Thursday, 17 January 2013

Standing up for big spending football clubs isn't egalitarian

There is a perverse article in The Times today by Stefan Syzmanski, which argues that UEFA’s Financial Fair Play (FFP) rules are elitist.  I’m afraid I can’t link the article, because the newspaper expects people to pay for journalism.

FFP requires football clubs to stay solvent and dictates that their spending must be covered by income generated through football activities.  The aim is to ensure competition and prevent wealthy owners from bankrolling star-studded teams without any regard for sustainability.  The Premier League is still having a discussion about whether to adopt UEFA’s code, but four clubs, Liverpool, Manchester United, Tottenham Hotspur and Arsenal, are lobbying to ensure that it comes into force.

Syzmanski’s piece says that ‘big clubs’ are attempting to prevent smaller teams from challenging their ascendency.  It’s a truly depressing thought that the only way to challenge football’s elite is to spend astronomical sums of money.

The tendency for clubs to become the playthings of rich owners is severely damaging the sport.  Older elements of ‘football mobility’, like building a strong youth system, attracting more fans, developing a stadium and appointing an astute manager, are being replaced by cheque-book chairmen, who pay astronomical sums to recruit journeymen players.
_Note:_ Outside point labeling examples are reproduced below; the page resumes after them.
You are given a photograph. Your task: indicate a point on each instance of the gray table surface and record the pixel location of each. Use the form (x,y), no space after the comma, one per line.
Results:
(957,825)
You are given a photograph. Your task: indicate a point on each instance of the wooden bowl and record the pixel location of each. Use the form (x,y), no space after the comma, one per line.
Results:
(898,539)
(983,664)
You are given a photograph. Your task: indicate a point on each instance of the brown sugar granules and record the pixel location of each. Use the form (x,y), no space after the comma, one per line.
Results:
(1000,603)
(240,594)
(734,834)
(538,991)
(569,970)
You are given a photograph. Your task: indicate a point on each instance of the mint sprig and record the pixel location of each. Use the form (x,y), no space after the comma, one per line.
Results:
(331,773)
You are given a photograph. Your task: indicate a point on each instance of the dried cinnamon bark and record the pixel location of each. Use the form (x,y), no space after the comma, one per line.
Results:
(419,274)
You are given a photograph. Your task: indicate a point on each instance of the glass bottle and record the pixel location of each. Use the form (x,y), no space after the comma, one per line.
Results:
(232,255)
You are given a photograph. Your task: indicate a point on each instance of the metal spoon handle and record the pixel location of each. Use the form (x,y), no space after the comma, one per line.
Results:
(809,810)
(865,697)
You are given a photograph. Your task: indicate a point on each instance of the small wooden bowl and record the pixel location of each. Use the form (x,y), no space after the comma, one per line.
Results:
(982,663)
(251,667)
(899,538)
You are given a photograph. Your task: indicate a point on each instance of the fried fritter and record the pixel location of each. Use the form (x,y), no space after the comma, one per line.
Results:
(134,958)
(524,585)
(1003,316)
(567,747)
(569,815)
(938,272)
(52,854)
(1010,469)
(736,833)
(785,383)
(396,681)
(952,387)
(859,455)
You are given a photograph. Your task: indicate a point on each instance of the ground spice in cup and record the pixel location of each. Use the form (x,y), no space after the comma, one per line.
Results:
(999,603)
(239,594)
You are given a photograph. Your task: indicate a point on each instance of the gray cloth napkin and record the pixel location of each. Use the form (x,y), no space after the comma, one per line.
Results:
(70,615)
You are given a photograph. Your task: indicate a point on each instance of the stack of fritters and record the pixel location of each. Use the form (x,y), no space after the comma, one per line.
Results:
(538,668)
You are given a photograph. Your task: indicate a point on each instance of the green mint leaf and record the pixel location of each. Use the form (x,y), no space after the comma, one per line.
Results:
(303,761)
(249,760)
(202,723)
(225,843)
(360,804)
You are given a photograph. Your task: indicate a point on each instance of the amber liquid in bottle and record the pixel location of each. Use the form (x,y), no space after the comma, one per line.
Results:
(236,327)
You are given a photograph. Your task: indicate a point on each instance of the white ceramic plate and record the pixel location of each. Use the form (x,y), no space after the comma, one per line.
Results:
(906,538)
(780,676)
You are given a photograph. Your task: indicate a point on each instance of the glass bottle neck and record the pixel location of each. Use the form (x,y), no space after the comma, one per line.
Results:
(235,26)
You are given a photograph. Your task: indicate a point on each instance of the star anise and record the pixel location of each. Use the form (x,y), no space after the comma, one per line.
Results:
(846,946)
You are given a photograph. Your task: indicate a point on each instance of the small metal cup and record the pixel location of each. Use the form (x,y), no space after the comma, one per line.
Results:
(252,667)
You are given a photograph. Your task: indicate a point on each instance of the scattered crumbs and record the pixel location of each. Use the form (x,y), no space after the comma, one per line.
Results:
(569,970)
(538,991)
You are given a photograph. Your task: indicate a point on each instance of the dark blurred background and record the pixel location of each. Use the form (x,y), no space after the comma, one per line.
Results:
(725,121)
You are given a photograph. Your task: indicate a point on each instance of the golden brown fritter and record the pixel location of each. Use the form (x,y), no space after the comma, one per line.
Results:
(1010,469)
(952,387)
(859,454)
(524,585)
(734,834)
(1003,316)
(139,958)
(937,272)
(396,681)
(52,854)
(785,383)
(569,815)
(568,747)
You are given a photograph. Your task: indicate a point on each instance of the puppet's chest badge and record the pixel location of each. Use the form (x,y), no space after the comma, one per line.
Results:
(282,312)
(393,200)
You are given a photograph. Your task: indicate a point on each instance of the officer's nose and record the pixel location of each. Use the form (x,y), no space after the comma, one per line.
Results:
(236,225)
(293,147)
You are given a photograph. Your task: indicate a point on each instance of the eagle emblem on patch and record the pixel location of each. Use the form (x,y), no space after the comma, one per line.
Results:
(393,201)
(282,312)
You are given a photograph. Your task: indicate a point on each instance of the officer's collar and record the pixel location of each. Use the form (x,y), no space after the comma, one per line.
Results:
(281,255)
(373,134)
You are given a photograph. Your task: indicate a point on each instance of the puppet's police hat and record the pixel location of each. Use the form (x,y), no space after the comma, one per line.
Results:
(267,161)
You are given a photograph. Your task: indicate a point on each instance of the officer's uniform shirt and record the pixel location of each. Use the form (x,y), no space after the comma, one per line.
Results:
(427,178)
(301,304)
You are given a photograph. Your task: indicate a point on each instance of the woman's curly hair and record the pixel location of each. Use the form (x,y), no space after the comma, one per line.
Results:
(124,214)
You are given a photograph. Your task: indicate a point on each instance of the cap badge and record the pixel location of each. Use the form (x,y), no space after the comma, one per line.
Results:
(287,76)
It is actually very refreshing that Pep Guardiola, the former Barcelona manager, has decided to take charge of Bayern Munich, a proper football club, rather than Chelsea or Manchester City.  English sides could learn a great deal from their German counterparts, whose spending is restricted, who charge fans a sensible price for admission to games and create a steady stream of home-grown talent for their national team.

Smaller clubs, like Greuther Furth or FC Augsburg, have certainly not been prevented from reaching the top tier of football in Germany.  If the Premier League adopts the FFP it will ensure that teams which reach the top in England concentrate on player development, rather than spending money they don’t have on overpaid professionals from overseas. 

Before a club’s bank balance became the main criterion for its success the likes of Nottingham Forest and Aston Villa were able to win league titles and European Cups, while Man Utd and Arsenal often struggled to challenge.  It’s simply nonsense to suggest that more money has created more mobility in English football.

It is right for UEFA to ask clubs in its member associations to operate as going concerns.  It is right that it acts to restrict outrageous salaries which have put some teams out of business.  If the owner of Dogsnot Athletic is prevented from propelling his toy to the top of the Premier League by spending ill-gotten billions on pampered mercenaries from Bolivia, then all the better.